I am unable to find a proof for these integrals on the internet. emphasized text $$\displaystyle \int_0^{\frac{\pi}{2}} \cot^{-1}(\sqrt{1+\csc{\theta}}\,) \, \text{d}\theta = \frac{\pi^2}{12}$$
$$\displaystyle \int_0^\frac{\pi}{2} \csc^{-1}(\sqrt{1+\cot{\theta}}\,) \, \text{d}\theta = \frac{\pi^2}{8}$$
Sources: Brilliant, AoPS
I tried differentiating under the integral sign but I can't think of an appropriate parameter that leaves easily integrable rational functions.
I have tried exploiting the bounds to reflect and transform the integrand but to no avail.
A real solution is preferred but a complex solution is perfectly acceptable.
A geometric solution is not something I have considered but I'm just grasping at straws here.

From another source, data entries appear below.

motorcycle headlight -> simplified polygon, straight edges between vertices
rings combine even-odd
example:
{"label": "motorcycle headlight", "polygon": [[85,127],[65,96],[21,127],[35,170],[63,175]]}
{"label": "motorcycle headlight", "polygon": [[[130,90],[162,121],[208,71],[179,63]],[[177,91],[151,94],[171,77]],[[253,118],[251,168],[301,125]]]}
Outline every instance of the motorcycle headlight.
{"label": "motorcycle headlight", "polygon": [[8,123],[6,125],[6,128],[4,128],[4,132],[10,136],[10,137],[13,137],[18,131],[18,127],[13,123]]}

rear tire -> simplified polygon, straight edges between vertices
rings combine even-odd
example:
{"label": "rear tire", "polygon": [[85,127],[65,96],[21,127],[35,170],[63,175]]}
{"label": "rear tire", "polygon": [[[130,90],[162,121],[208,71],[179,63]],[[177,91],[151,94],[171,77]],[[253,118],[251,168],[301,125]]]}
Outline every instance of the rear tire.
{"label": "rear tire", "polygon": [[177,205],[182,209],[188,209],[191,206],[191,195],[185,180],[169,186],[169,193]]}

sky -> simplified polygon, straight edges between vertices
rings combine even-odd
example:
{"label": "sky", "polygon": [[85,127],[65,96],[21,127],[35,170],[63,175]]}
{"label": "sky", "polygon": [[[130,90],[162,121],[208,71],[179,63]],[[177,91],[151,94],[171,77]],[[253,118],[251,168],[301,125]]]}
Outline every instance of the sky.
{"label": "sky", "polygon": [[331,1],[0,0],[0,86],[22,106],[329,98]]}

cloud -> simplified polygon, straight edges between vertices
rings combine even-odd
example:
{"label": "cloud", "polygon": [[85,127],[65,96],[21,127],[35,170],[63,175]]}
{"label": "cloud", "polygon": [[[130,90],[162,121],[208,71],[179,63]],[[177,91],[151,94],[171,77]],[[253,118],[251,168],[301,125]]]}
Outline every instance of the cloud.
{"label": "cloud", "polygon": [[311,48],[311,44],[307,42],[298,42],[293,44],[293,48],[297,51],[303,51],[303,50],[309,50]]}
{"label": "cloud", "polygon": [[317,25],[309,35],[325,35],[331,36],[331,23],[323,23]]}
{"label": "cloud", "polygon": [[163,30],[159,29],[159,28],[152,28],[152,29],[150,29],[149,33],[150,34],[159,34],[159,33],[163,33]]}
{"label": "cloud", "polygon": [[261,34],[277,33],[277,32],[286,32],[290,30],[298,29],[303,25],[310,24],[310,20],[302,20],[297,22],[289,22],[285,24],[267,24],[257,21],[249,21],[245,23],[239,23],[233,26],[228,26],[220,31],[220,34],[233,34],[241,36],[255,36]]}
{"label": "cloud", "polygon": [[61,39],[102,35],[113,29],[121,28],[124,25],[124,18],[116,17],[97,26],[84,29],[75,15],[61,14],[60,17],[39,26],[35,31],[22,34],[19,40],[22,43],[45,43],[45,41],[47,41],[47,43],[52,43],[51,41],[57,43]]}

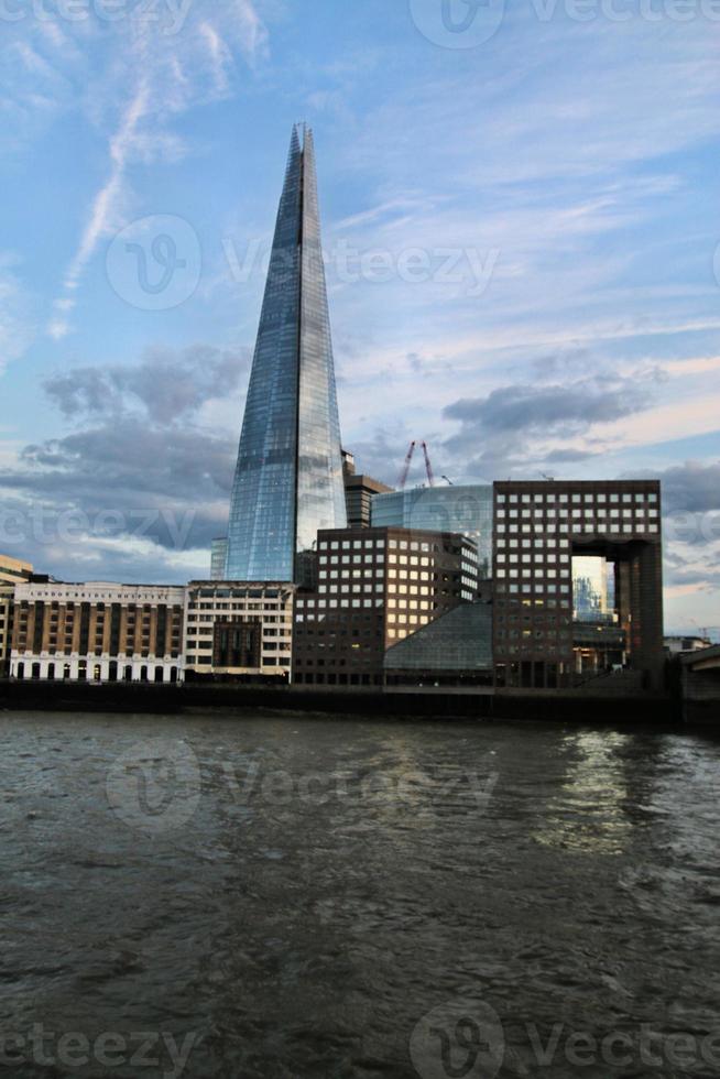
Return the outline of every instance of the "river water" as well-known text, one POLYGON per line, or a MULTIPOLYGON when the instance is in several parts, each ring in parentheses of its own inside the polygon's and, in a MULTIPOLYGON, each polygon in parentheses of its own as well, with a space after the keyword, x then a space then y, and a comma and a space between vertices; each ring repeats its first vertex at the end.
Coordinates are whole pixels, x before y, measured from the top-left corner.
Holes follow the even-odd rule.
POLYGON ((720 740, 0 713, 0 1072, 720 1075, 720 740))

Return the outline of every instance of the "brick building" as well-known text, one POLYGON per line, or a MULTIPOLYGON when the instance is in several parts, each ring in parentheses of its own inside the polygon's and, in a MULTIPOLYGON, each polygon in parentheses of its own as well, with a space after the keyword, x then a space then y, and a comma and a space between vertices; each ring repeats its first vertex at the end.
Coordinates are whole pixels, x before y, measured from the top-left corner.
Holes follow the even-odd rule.
POLYGON ((648 687, 659 684, 664 657, 658 481, 495 483, 493 534, 498 686, 571 684, 574 556, 613 564, 626 665, 643 672, 648 687))
POLYGON ((0 678, 10 673, 15 585, 30 580, 33 567, 9 555, 0 555, 0 678))
POLYGON ((377 686, 386 649, 473 598, 477 548, 454 533, 320 532, 317 581, 296 598, 293 682, 377 686))
POLYGON ((184 602, 184 588, 166 586, 18 585, 11 675, 179 682, 184 602))
POLYGON ((288 679, 295 586, 190 581, 185 601, 189 677, 231 675, 288 679))

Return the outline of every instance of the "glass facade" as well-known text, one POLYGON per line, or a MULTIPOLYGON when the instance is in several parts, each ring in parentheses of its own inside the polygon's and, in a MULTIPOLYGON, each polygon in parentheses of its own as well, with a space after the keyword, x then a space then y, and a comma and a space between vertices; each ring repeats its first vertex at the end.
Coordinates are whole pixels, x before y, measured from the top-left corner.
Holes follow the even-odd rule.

The second integral equals
$$ I_2=\int_{0}^{\pi/2}\arcsin\sqrt{\frac{\tan t}{1+\tan t}}\,dt=\int_{0}^{\pi/2}\arctan\sqrt{\tan t}\,dt=\int_{0}^{+\infty}\frac{\arctan\sqrt{u}}{1+u^2}\,du$$ and by splitting the last integration range as $(0,1)\cup(1,+\infty)$ and performing the substitution $u\mapsto\frac{1}{u}$ on the second part, $$ I_2 = \int_{0}^{1}\frac{\arctan\sqrt{u}}{1+u^2}\,du+\int_{0}^{1}\frac{\frac{\pi}{2}-\arctan\sqrt{u}}{1+u^2}\,du = \frac{\pi}{2}\int_{0}^{1}\frac{du}{1+u^2}=\frac{\pi}{2}\cdot\frac{\pi}{4}=\color{red}{\frac{\pi^2}{8}}.$$ The first integral is $$ I_1=\frac{\pi^2}{4}-\int_{0}^{\pi/2}\arctan\sqrt{\frac{1+\sin t}{\sin t}}\,dt=\frac{\pi^2}{4}-2\int_{0}^{\pi/4}\arctan\sqrt{\frac{1+\cos(2t)}{\cos (2t)}}\,dt$$ and $$\int_{0}^{\pi/4}\arctan\sqrt{\frac{1+\cos(2t)}{\cos (2t)}}\,dt=\int_{0}^{1}\arctan\sqrt{\frac{2}{1-u^2}}\frac{du}{1+u^2}$$ is a variant of Ahmed's integral that can be tackled through differentiation under the integral sign: it is enough to be able to integrate $\frac{\sqrt{1-u^2}}{(1+a-u^2)(1+u^2)}$.